R.P.Worden
rworden@dial.pipex.com
In the paper `An Optimal Yardstick for Cognition' published in Psycoloquy volume 7, there was not space to include a derivation of the main result, the requirement equation, or of a subsidiary result concerning hill-climbing to the optimum. This is an extract from another paper in draft, which contains those derivations. References are as for the Psycoloquy paper.
Learning is a facet of cognition, so to find the best possible form of learning in a biological context, we must in turn find the best possible form of cognition. Under certain fairly broad conditions, this optimal cognition (i.e cognition which leads to best fitness) can be defined in a simple equation, the Requirement Equation.
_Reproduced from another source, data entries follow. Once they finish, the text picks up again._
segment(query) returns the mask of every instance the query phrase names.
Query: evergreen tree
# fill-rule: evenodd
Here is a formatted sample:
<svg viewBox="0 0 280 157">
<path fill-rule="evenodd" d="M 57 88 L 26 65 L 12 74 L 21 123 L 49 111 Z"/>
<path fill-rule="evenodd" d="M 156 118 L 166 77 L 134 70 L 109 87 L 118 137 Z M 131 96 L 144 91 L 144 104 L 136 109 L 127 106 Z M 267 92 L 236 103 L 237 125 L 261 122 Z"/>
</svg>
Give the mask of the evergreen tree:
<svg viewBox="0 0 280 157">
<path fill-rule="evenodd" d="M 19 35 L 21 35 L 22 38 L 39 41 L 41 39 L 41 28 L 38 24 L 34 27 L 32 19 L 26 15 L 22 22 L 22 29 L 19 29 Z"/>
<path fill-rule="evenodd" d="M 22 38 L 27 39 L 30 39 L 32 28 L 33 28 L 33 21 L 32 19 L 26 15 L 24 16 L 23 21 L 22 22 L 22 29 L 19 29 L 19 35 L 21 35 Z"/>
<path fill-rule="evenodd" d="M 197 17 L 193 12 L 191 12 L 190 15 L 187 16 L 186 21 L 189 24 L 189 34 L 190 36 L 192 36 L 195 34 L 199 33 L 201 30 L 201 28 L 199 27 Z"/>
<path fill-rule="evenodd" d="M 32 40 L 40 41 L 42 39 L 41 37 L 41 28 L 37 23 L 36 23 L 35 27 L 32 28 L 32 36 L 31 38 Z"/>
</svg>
This equation is Bayesian in form, and so leads to a Bayesian form of learning; deriving the requirement equation gives us a clear notion of why, and under what conditions, Bayesian learning gives optimal fitness.
In many situations, animals use their brains to make decisions under uncertainty, and their survival depends on the outcome. Such situations have features in common:
¥ There is an underlying true state of affairs, but the animal may not know what it is.
¥ The choice of best action depends on the state of affairs; if the animal knew that, the choice would often be fairly straightforward.
¥ The animal has limited sense data, which depend on the state of affairs. These alter the balance of probability between possible states, but may not pick out one state of affairs uniquely.
Since all forms of cognition have evolved for some biological purpose, and that purpose involves some choice of actions, this characterisation applies in principle to any facet of cognition - deciding whether to eat something on the basis of its smell, whether to go foraging, where to forage, how to get home, and the immediate control of bodily movements. It also, as we shall see, applies to the `choice' of what generalisations can be learnt from experience.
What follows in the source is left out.